However, concern over the world's oil supply is mounting. Last month, the International Energy Agency (IEA) issued a report warning that world oil demand will rise faster than previously expected. The result could be a supply crunch – "extremely tight," one IEA economist told the BBC. The report sees world oil demand soaring 2.2 percent a year to 95.8 MB/D by 2012. That's up from the 2 percent annual growth rate it forecast in February.

The Paris-based IEA advises 26 industrial nations, and, in Simmons's view, it now has a more realistic chief economist, Dr. Fatih Birol. So the agency, Simmons says, is no longer "a cheerleader for cheap oil," always saying crude oil supplies are so large that oil prices will surely fall.

In July, the National Petroleum Council, a federal advisory group representing the oil industry, published a 476-page study titled "Facing the Hard Truths About Energy." Simmons, one of 350 participants who prepared the study, holds that its wording is not stern enough considering the statistics on the oil demand/supply situation it includes.
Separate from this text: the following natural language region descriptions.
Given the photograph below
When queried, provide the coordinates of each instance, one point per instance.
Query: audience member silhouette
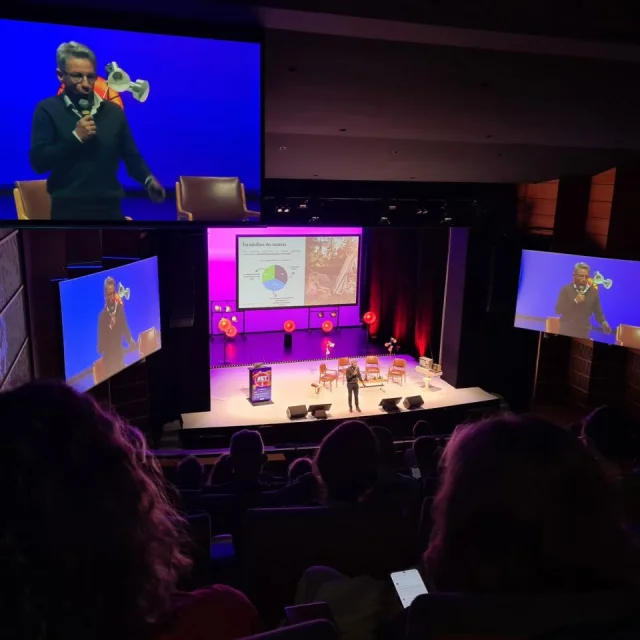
(426, 452)
(523, 508)
(189, 474)
(247, 457)
(420, 429)
(90, 546)
(222, 471)
(347, 463)
(387, 466)
(611, 437)
(298, 468)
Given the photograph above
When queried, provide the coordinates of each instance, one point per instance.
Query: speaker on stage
(297, 412)
(413, 402)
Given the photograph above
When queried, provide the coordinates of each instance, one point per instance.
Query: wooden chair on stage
(372, 366)
(398, 370)
(98, 371)
(33, 201)
(327, 375)
(148, 342)
(552, 325)
(343, 365)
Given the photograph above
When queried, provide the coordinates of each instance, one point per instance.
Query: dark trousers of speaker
(354, 393)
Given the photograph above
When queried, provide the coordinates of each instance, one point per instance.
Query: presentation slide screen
(110, 320)
(580, 297)
(159, 106)
(297, 271)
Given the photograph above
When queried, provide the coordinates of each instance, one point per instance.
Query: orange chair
(32, 199)
(327, 375)
(212, 200)
(343, 365)
(552, 325)
(628, 336)
(398, 370)
(372, 366)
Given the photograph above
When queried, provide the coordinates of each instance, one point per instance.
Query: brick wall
(15, 348)
(599, 212)
(537, 206)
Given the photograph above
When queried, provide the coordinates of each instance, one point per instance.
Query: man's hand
(156, 191)
(86, 128)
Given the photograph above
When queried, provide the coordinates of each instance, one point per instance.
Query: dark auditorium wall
(15, 346)
(406, 270)
(595, 216)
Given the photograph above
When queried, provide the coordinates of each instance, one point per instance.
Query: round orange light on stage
(103, 90)
(327, 326)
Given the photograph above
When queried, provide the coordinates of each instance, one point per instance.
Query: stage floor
(230, 406)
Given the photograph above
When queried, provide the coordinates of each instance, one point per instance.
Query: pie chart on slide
(274, 277)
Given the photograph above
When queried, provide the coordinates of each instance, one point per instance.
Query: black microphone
(85, 107)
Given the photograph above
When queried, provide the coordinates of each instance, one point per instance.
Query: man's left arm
(125, 328)
(598, 313)
(135, 164)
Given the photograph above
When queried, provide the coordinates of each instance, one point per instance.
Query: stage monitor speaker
(390, 405)
(413, 402)
(319, 411)
(297, 412)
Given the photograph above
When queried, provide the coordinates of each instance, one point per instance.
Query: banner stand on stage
(260, 382)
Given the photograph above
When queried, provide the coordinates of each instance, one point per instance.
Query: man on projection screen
(79, 139)
(577, 302)
(113, 331)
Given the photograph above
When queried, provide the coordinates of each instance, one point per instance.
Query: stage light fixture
(327, 326)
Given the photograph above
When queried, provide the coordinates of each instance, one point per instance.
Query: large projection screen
(289, 272)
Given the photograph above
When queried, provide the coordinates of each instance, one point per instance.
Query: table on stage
(374, 382)
(428, 375)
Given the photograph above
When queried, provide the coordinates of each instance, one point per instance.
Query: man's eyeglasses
(77, 78)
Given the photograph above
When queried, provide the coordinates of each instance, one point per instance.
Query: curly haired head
(89, 544)
(522, 507)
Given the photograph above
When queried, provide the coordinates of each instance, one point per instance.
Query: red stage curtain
(407, 269)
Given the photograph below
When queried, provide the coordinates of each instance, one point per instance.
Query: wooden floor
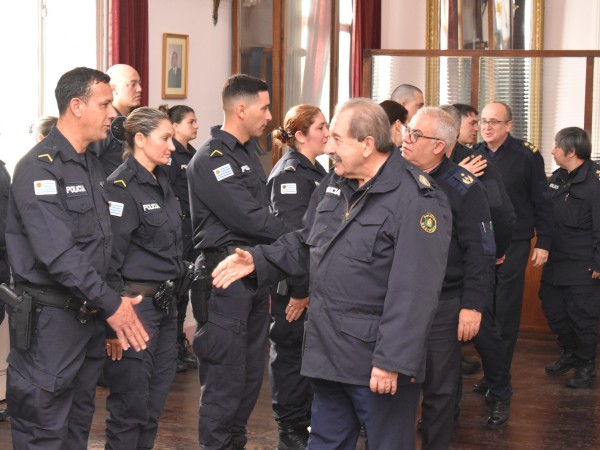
(545, 415)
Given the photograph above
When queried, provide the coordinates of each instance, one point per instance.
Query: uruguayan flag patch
(288, 188)
(116, 209)
(44, 187)
(223, 172)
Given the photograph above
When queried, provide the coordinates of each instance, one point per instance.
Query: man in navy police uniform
(59, 242)
(376, 238)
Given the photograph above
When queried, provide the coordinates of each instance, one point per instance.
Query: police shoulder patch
(428, 223)
(530, 146)
(121, 176)
(291, 165)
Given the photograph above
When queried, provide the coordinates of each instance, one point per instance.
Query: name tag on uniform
(150, 207)
(75, 189)
(223, 172)
(44, 187)
(116, 209)
(289, 188)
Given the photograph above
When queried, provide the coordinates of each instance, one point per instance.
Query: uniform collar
(141, 173)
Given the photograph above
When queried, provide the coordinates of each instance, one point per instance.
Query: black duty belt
(57, 298)
(216, 255)
(143, 288)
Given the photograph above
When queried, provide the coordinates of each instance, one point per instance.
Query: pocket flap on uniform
(364, 329)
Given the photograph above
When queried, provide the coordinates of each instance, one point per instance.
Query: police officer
(522, 168)
(467, 285)
(185, 128)
(488, 341)
(146, 260)
(59, 243)
(570, 290)
(290, 185)
(376, 238)
(127, 93)
(4, 268)
(229, 205)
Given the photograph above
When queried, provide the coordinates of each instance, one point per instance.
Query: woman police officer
(146, 259)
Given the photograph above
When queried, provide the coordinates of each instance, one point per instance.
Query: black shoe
(566, 361)
(292, 438)
(469, 367)
(482, 386)
(186, 356)
(584, 376)
(499, 413)
(180, 367)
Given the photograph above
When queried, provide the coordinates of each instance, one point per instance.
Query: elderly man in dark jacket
(376, 239)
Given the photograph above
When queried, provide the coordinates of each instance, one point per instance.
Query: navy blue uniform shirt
(146, 221)
(58, 228)
(291, 184)
(576, 229)
(228, 195)
(471, 259)
(501, 209)
(376, 255)
(522, 168)
(176, 171)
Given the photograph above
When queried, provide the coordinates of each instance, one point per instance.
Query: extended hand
(128, 327)
(295, 308)
(476, 165)
(383, 382)
(468, 324)
(233, 268)
(539, 257)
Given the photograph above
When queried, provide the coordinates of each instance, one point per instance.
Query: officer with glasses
(522, 168)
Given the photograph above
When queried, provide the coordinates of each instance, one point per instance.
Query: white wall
(209, 55)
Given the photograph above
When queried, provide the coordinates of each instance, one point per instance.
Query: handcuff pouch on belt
(164, 296)
(21, 316)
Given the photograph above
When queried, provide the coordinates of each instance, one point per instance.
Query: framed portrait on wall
(175, 65)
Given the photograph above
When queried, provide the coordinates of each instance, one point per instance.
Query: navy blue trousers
(231, 351)
(140, 381)
(51, 387)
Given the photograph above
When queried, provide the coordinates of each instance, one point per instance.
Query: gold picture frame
(175, 65)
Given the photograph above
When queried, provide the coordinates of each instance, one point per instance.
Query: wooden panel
(532, 316)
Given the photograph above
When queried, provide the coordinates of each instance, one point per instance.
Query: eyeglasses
(492, 123)
(414, 136)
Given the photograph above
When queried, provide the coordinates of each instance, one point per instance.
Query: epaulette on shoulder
(423, 181)
(465, 178)
(291, 164)
(121, 177)
(48, 155)
(530, 146)
(215, 149)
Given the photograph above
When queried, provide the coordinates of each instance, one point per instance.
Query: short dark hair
(574, 139)
(241, 85)
(465, 109)
(394, 110)
(177, 113)
(77, 83)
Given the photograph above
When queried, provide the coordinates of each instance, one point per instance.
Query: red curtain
(366, 33)
(128, 38)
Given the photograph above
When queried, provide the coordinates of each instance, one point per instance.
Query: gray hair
(368, 119)
(405, 93)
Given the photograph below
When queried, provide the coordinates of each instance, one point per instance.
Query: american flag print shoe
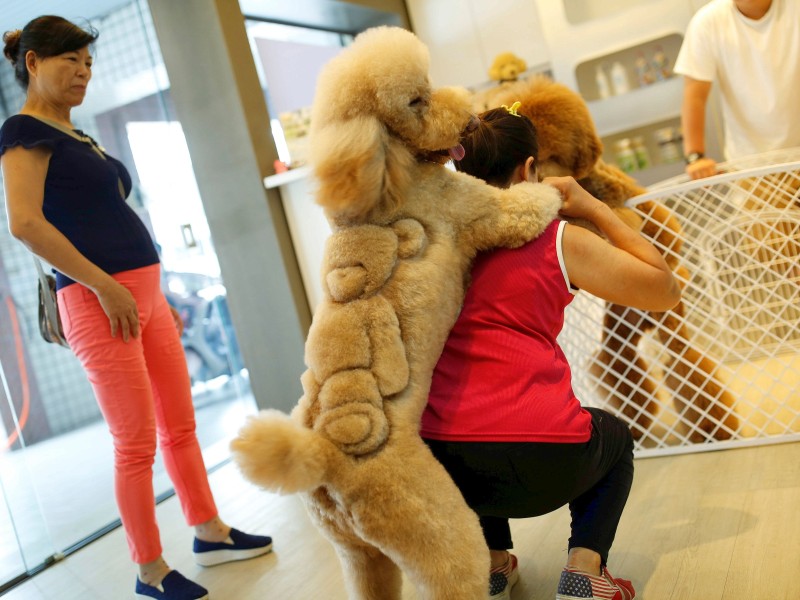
(502, 579)
(577, 585)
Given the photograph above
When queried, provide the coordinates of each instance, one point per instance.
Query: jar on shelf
(661, 66)
(669, 144)
(645, 75)
(619, 79)
(640, 152)
(601, 79)
(624, 155)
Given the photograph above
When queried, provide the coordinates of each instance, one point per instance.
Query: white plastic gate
(723, 368)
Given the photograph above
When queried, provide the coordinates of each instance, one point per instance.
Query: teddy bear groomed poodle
(404, 232)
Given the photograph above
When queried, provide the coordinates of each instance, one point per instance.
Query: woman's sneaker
(173, 587)
(501, 579)
(238, 546)
(577, 585)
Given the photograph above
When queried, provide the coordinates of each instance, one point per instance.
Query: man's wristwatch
(693, 157)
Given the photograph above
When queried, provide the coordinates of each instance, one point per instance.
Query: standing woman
(65, 201)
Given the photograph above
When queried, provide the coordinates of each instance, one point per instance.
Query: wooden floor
(716, 525)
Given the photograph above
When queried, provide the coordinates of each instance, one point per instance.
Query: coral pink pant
(144, 392)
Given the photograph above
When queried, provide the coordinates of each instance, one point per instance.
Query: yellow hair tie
(512, 110)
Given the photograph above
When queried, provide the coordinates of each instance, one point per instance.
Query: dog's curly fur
(405, 230)
(569, 145)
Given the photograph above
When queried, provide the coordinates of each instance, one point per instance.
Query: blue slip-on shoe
(238, 546)
(173, 587)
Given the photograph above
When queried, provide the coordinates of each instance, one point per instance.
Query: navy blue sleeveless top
(82, 198)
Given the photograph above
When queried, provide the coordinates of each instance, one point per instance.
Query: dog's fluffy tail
(279, 455)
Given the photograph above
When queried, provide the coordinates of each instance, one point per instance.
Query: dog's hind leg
(700, 397)
(621, 375)
(369, 574)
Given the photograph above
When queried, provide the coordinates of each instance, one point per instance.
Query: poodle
(405, 229)
(569, 145)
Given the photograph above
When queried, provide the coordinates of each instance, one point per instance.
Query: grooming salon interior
(208, 104)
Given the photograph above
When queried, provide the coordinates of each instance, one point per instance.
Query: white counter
(307, 225)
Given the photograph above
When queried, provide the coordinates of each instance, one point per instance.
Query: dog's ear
(588, 151)
(359, 167)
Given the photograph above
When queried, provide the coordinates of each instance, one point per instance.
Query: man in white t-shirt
(751, 50)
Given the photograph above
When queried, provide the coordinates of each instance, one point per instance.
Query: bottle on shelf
(645, 74)
(603, 86)
(640, 152)
(624, 155)
(669, 144)
(660, 64)
(619, 78)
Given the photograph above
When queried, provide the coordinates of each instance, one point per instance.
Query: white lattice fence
(723, 368)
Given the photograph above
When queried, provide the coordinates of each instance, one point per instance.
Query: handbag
(49, 320)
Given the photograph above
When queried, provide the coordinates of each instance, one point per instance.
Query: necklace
(74, 133)
(82, 137)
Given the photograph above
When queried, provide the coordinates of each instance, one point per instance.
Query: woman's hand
(120, 307)
(701, 168)
(578, 203)
(176, 316)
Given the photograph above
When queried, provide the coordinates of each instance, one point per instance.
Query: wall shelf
(586, 72)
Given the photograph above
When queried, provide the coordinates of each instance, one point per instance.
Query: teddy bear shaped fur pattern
(569, 145)
(404, 232)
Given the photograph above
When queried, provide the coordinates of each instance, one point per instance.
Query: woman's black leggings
(502, 480)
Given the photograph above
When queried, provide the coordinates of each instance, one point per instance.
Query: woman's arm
(628, 271)
(24, 173)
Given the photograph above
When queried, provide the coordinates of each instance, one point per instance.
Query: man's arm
(693, 123)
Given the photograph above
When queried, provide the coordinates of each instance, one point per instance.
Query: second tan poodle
(569, 145)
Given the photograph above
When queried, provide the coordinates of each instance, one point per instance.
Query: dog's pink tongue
(457, 152)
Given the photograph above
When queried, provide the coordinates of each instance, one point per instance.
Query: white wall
(464, 36)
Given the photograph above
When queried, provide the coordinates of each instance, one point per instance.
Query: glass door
(56, 468)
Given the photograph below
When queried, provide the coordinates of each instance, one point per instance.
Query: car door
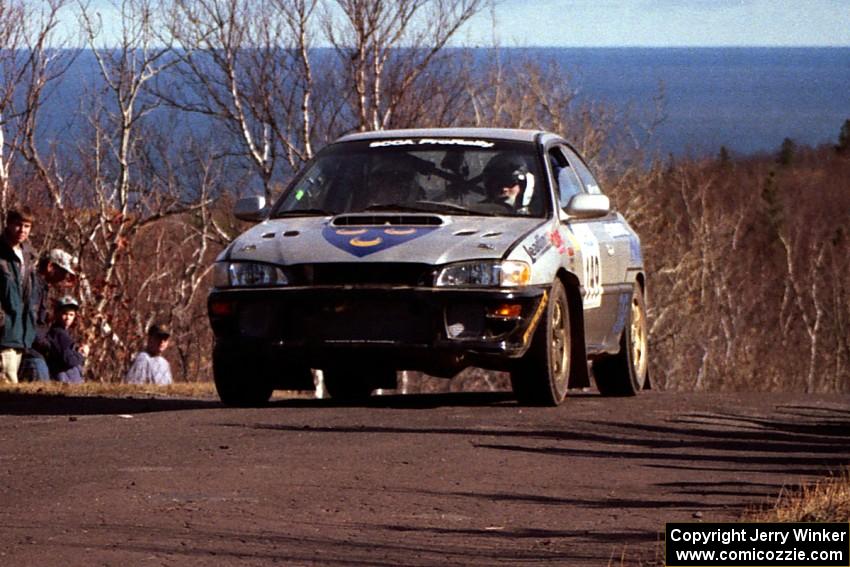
(604, 258)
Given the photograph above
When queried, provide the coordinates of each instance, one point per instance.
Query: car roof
(511, 134)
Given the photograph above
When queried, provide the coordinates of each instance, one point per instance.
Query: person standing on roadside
(17, 283)
(56, 269)
(149, 366)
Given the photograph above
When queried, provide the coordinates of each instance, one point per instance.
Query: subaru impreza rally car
(432, 250)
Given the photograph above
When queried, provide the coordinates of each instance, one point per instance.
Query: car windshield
(446, 176)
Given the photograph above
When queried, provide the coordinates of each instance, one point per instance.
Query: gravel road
(454, 479)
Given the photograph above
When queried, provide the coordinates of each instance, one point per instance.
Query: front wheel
(625, 373)
(543, 374)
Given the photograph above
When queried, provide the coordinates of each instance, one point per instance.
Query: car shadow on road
(15, 403)
(425, 400)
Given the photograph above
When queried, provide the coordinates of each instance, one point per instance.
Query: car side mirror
(588, 206)
(250, 209)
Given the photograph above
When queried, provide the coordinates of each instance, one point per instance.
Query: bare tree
(250, 67)
(132, 185)
(33, 57)
(385, 47)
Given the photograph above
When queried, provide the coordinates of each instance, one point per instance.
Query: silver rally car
(432, 250)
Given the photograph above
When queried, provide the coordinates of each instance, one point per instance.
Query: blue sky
(664, 23)
(654, 23)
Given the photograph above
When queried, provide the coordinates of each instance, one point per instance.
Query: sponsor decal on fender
(538, 246)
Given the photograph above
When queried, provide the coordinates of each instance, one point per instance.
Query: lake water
(748, 99)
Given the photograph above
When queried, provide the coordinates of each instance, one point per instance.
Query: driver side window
(566, 180)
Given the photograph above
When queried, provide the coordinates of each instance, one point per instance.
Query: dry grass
(195, 390)
(94, 389)
(827, 500)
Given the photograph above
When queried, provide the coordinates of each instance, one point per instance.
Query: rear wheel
(625, 373)
(542, 376)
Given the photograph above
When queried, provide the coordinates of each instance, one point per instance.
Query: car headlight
(247, 274)
(484, 273)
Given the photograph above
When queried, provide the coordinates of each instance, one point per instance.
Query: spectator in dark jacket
(17, 280)
(55, 269)
(64, 358)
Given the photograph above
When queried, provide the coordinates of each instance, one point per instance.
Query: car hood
(431, 239)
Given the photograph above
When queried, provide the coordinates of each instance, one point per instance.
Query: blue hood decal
(361, 241)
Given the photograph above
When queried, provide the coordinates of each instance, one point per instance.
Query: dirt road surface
(455, 479)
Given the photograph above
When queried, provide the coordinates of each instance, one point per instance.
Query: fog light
(506, 311)
(221, 308)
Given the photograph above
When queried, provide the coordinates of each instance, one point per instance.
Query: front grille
(362, 273)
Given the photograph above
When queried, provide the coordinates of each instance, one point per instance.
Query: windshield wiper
(428, 207)
(303, 213)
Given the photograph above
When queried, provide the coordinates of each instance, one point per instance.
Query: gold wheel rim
(639, 341)
(559, 346)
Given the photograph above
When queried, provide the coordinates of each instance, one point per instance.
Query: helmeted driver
(507, 181)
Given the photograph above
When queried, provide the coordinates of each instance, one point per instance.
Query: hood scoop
(383, 219)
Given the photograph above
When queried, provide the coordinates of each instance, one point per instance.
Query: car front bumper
(436, 330)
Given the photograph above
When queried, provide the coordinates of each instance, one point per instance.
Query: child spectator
(149, 366)
(64, 358)
(55, 270)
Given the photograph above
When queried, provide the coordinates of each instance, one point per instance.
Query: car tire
(355, 384)
(625, 373)
(542, 376)
(240, 387)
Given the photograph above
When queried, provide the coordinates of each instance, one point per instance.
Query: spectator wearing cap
(55, 269)
(17, 282)
(149, 366)
(65, 358)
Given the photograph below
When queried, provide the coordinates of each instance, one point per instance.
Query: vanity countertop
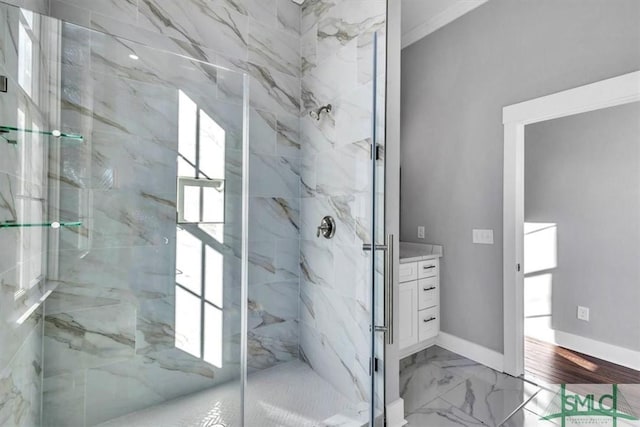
(412, 252)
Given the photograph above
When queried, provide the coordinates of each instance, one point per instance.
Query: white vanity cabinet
(419, 304)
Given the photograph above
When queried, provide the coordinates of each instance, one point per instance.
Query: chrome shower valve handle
(327, 227)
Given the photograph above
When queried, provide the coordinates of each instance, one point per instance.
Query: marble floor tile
(490, 402)
(441, 414)
(424, 383)
(526, 418)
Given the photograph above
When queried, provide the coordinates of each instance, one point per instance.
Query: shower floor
(287, 395)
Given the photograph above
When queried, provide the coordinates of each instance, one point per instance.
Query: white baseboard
(609, 352)
(473, 351)
(395, 414)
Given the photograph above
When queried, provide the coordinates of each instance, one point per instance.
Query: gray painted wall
(583, 174)
(455, 83)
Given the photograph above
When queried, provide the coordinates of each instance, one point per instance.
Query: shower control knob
(327, 227)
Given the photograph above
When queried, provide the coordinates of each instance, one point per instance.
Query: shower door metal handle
(388, 287)
(387, 328)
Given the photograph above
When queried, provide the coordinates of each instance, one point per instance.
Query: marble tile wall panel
(89, 338)
(21, 381)
(274, 48)
(63, 400)
(121, 388)
(337, 68)
(127, 110)
(40, 6)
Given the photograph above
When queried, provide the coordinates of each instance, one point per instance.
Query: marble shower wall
(109, 325)
(23, 200)
(261, 38)
(337, 68)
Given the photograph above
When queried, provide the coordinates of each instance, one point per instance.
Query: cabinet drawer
(428, 323)
(408, 271)
(428, 268)
(428, 293)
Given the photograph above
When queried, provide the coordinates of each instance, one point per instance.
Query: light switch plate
(583, 313)
(483, 237)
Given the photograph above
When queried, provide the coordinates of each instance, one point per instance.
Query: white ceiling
(422, 17)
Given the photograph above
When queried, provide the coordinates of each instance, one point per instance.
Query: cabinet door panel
(408, 321)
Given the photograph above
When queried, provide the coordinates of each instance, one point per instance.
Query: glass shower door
(121, 179)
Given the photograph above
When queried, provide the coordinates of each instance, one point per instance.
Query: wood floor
(557, 365)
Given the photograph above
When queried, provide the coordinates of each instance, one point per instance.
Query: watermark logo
(589, 409)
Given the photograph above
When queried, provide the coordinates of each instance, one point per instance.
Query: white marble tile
(274, 91)
(136, 271)
(316, 262)
(489, 402)
(88, 338)
(121, 388)
(332, 77)
(424, 383)
(124, 10)
(288, 135)
(21, 382)
(262, 12)
(40, 6)
(276, 49)
(308, 50)
(333, 363)
(211, 25)
(274, 261)
(345, 171)
(442, 414)
(274, 176)
(289, 16)
(262, 132)
(274, 217)
(354, 115)
(346, 21)
(155, 324)
(63, 400)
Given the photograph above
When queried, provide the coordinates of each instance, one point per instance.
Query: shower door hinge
(374, 365)
(379, 149)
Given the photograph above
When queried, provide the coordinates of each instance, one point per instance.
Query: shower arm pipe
(316, 114)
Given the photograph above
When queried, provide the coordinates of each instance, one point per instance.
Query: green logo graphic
(583, 409)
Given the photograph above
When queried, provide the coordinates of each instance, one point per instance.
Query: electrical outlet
(483, 237)
(583, 313)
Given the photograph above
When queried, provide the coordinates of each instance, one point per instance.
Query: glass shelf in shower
(5, 132)
(53, 224)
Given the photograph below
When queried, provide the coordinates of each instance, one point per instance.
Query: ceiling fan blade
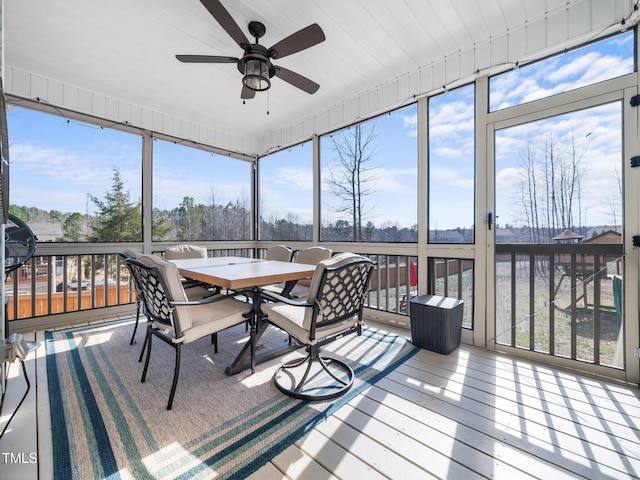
(206, 59)
(226, 21)
(247, 93)
(305, 38)
(297, 80)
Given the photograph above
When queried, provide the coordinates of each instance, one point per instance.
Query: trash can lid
(437, 301)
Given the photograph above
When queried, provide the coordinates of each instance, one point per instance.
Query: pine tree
(118, 219)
The study states, "The world is not running out of energy resources, but there are accumulating risks to continuing expansion of oil and natural gas production from the conventional sources relied upon historically."

Simmons uses such terms as "hogwash" and "junk report" in describing the study.

For years, many in the oil industry viewed the peak oil forecasts by Simmons as odd. Now his position has a lot of company. Several websites publish sophisticated material on the issue. There's the Oil Drum (www.theoildrum.com), featuring "Prof. Goose" and "Gail the Actuary." Those pseudonyms hide a full professor at Colorado State University and an actuary in an Atlanta suburb. There's also the Energy Bulletin (www.energybulletin.net). The site's coeditor, Bart Anderson, say it receives 11,000 visits a day. Peak oil enthusiasts, he says, have now divided into a majority seeing life after an oil crunch and those he calls "doomers."

In Britain, Douglas Low, director of the Oil Depletion Analysis Centre (www.odac-info.org), foresees a "crisis coming up" with a real shortage of oil. In June, he notes, the world used 1.5 MB/D more crude than it produced. He expects much higher oil prices in the future.

"It's not a very happy message," he says. "A lot of people want to slip it under the carpet."